Supporting economic reintegration through complementary development initiatives: Together with Australia, MFAT funds economic re‑integration initiatives in some countries. For example, VLAB, a start-up in Vanuatu that receives funding from New Zealand, supports returned seasonal workers to complete training and establish or grow a business.
Impact research: The RSE Scheme has been the subject of a range of research and impact studies, which have helped to inform policy. Other research has also been commissioned at the request of Pacific partner countries (e.g. through the PACER Plus implementation unit funded by Australia and New Zealand).
Easing travel: MFAT worked with New Zealand border agencies and Pacific partners to negotiate and open one-way quarantine-free travel with Samoa, Tonga and Vanuatu during the COVID-19 pandemic. New Zealand also adjusted its border settings to allow Ni-Vanuatu workers to travel on national ID cards when passport delays in Vanuatu created barriers to travel.
Informed public debate: Government-commissioned impact studies and a range of academic research and public analysis have contributed to more informed public debate and discussion on policy incoherence issues and trade-offs relating to the scheme. This builds awareness, facilitating genuine efforts to address incoherence.
Scale and reach: Adjustments to New Zealand’s COVID-19 border settings enabled the employment of more than 11,000 RSE workers in 2021. More than one-tenth of the male working age population in three of the biggest sending countries (Tonga, 18%; Samoa 14%; and Vanuatu, 14%) has been engaged in the New Zealand and Australian regional labour mobility schemes.
Simplified remittances: With support from MFAT, one solution is currently being piloted for transferring remittances and social security contributions more easily. The Seasonal Worker Superannuation Administration Service (SWSAS) works by linking an employer’s electronic payroll to the National Provident Funds (NPF) in the Pacific. The online service means that RSE workers can easily and cheaply send remittances or retirement savings home.
Improvements in living standards: across all five countries analysed in the 2019 Impact Study, there was consensus that the RSE scheme makes a direct contribution to the economic security of participating households and supports improvements in living standards. However, it should be noted that the selective nature of RSE employment opportunities can also contribute to economic inequalities at the village level, as some families participate repeatedly in the scheme while other households fail to gain access.
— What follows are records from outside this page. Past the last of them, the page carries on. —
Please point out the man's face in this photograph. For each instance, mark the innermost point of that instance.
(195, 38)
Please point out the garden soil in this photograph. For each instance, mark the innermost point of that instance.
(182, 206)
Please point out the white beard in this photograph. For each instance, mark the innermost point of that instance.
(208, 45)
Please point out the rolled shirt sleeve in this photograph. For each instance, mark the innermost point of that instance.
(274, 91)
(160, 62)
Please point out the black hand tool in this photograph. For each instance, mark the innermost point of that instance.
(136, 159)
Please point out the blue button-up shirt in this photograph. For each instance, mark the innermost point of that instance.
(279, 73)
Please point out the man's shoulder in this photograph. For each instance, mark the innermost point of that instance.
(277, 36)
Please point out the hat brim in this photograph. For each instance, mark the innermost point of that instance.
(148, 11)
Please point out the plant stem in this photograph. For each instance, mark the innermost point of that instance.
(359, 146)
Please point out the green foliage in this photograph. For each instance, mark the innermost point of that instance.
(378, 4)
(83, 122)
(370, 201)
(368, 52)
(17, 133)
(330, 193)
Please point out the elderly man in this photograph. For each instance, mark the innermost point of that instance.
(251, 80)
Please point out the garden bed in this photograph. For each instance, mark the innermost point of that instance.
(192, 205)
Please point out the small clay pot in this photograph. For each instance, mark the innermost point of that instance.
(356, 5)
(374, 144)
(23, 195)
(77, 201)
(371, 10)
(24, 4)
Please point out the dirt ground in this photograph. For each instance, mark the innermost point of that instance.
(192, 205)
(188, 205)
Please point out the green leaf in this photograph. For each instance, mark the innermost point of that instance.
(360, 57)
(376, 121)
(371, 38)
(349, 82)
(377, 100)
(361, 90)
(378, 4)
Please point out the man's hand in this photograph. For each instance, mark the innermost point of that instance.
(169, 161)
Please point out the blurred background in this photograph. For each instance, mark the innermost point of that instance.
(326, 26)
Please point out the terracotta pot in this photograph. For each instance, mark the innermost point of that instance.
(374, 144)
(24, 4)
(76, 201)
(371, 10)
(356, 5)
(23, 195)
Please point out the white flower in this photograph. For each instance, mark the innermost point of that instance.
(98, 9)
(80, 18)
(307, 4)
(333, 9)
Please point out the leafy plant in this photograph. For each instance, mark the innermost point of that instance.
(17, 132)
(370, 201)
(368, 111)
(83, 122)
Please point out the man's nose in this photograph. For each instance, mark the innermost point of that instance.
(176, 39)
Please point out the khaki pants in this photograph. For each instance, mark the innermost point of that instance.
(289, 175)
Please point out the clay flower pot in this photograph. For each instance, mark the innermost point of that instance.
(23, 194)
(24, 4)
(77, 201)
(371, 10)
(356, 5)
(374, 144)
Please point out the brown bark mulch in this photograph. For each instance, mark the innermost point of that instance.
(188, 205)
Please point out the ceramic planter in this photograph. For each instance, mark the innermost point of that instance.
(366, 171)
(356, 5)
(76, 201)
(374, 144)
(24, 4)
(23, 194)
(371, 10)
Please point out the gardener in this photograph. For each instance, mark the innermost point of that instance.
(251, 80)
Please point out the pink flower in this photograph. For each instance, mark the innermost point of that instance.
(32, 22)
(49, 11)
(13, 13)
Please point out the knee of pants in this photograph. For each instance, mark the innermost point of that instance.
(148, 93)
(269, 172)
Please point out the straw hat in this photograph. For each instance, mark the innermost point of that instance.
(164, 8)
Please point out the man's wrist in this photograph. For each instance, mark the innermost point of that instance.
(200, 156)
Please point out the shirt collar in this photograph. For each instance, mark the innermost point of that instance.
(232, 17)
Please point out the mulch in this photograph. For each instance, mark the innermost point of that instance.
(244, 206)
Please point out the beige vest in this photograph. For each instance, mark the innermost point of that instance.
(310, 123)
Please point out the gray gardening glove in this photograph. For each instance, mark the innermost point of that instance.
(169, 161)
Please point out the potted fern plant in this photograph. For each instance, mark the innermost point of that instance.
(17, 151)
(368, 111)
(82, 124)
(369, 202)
Identify potential trade-offs from the outset: In its design, the RSE scheme recognised the need to balance the positive impacts for New Zealand with those for individual Pacific Island countries. This process is on-going, supported by research commissioned by MBIE and MFAT to help identify trade-offs as required.
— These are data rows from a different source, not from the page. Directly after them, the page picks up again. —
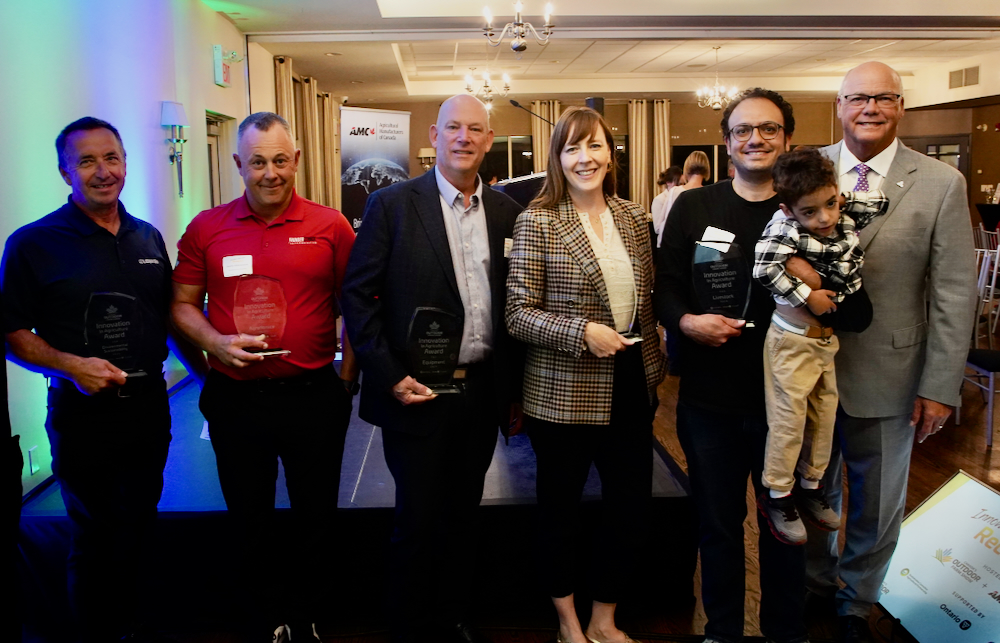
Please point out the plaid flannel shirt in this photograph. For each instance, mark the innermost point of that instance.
(837, 258)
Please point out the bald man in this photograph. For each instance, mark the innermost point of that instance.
(436, 241)
(900, 379)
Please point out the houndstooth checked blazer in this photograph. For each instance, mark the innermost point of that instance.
(554, 287)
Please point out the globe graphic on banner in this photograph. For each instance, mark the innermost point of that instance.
(373, 174)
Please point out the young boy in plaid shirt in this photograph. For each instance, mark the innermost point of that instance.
(800, 386)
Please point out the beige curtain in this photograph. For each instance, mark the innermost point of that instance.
(332, 170)
(661, 138)
(541, 132)
(312, 147)
(640, 154)
(284, 94)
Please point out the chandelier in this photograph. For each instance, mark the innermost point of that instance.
(518, 29)
(718, 96)
(487, 92)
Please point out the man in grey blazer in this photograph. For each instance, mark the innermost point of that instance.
(900, 378)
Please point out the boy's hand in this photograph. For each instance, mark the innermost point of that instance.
(820, 302)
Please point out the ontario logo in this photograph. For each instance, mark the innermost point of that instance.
(943, 556)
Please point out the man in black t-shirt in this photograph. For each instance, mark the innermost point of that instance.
(721, 421)
(86, 291)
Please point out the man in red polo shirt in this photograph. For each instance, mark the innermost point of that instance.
(268, 252)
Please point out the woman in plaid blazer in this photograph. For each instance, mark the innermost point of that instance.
(579, 294)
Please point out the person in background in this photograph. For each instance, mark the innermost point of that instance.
(696, 170)
(590, 381)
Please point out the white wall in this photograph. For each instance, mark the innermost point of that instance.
(64, 60)
(930, 86)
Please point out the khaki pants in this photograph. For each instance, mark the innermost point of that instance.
(800, 388)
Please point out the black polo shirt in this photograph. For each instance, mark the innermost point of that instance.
(51, 267)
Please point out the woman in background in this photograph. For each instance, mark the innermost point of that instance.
(579, 294)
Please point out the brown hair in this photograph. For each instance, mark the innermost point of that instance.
(575, 124)
(696, 163)
(800, 172)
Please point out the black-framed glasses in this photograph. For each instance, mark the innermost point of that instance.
(882, 100)
(744, 131)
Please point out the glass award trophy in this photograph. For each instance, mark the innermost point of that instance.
(433, 343)
(260, 308)
(721, 278)
(113, 330)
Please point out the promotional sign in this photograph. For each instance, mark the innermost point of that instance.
(943, 582)
(374, 153)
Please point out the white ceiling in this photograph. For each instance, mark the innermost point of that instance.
(423, 50)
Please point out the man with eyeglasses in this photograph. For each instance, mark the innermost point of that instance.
(721, 418)
(900, 378)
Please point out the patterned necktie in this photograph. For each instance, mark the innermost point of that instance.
(863, 170)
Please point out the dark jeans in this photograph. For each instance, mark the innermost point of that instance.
(108, 454)
(303, 421)
(439, 484)
(622, 453)
(722, 450)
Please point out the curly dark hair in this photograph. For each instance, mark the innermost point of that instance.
(760, 92)
(800, 172)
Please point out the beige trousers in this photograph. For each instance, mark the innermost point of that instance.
(800, 388)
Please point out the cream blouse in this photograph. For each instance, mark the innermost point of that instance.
(616, 267)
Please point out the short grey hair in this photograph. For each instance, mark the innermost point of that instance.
(263, 121)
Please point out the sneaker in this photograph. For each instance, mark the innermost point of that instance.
(813, 506)
(782, 518)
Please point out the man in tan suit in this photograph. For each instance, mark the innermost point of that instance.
(900, 378)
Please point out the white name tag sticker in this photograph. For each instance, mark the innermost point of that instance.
(236, 265)
(717, 238)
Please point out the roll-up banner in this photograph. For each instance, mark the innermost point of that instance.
(374, 153)
(943, 582)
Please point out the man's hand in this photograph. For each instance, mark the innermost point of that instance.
(711, 330)
(410, 391)
(93, 375)
(229, 349)
(604, 341)
(801, 270)
(820, 302)
(929, 417)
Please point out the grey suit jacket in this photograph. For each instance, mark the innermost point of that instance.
(920, 274)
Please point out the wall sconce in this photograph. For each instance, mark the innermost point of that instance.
(427, 156)
(172, 115)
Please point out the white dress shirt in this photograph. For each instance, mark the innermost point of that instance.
(470, 254)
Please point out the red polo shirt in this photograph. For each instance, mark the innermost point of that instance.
(305, 248)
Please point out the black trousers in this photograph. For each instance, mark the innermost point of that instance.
(622, 453)
(439, 483)
(302, 420)
(108, 454)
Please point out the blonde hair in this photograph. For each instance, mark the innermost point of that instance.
(696, 163)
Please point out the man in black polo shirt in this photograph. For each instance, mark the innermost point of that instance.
(86, 292)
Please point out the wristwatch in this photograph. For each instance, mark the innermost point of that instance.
(351, 386)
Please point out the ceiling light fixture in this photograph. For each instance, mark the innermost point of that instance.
(519, 30)
(718, 96)
(487, 92)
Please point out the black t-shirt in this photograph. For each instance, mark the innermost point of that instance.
(53, 265)
(729, 378)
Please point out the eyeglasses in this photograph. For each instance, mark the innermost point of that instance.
(861, 100)
(744, 131)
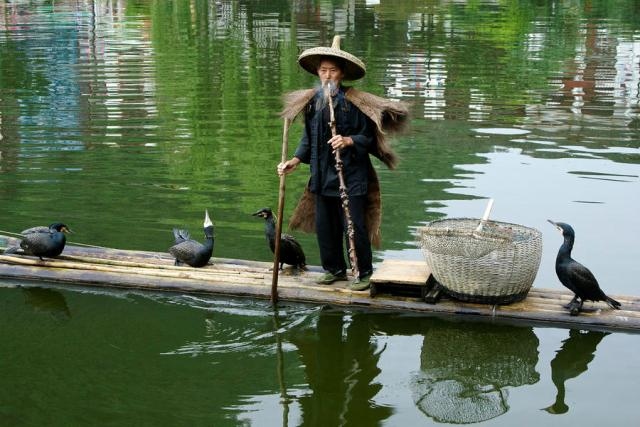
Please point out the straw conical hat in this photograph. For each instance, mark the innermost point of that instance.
(354, 68)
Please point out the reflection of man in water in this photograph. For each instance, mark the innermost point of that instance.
(340, 372)
(571, 360)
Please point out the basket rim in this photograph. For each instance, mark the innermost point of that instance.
(489, 221)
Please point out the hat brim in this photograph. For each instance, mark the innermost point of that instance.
(310, 59)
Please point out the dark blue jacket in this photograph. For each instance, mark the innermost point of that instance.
(315, 151)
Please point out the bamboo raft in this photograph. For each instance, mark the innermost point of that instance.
(397, 285)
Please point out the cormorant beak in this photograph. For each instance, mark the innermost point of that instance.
(207, 220)
(555, 225)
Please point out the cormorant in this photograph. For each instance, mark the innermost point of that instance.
(575, 276)
(191, 252)
(290, 250)
(43, 241)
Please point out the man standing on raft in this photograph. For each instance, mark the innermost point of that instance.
(341, 133)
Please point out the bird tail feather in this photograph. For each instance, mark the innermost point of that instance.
(613, 303)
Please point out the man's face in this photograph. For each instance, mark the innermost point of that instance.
(329, 71)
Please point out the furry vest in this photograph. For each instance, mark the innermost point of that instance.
(388, 116)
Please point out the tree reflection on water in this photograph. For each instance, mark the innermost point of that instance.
(341, 364)
(467, 368)
(571, 360)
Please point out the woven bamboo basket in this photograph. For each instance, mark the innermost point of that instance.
(496, 265)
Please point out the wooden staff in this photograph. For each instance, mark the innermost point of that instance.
(343, 187)
(276, 249)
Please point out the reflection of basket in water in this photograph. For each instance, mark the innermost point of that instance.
(466, 369)
(496, 265)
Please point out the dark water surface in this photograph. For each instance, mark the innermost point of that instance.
(127, 118)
Invest in complementary development actions for real impact: An enduring challenge of Pacific labour mobility schemes is ensuring that complementary actions support positive development impacts in partner countries. This includes equitable targeting of recruitment, for example for unskilled workers. Investing in strengthening the private sector in partner countries would also help to increase wages, encouraging skilled labour to remain and ensuring benefits of the RSE scheme feed back into the local economy. A policy review of the RSE scheme and redesign of New Zealand’s development support for labour mobility in 2023 will be an opportunity to address some of these issues and identify complementary investments to facilitate this.
Ensure regional co-ordination and co-operation: There is a strong need to co-ordinate closely with other regional schemes, namely those of Australia, as the different schemes can have impacts on each other and on partner countries. International and global co-operation are also needed to support banking reform and derisking.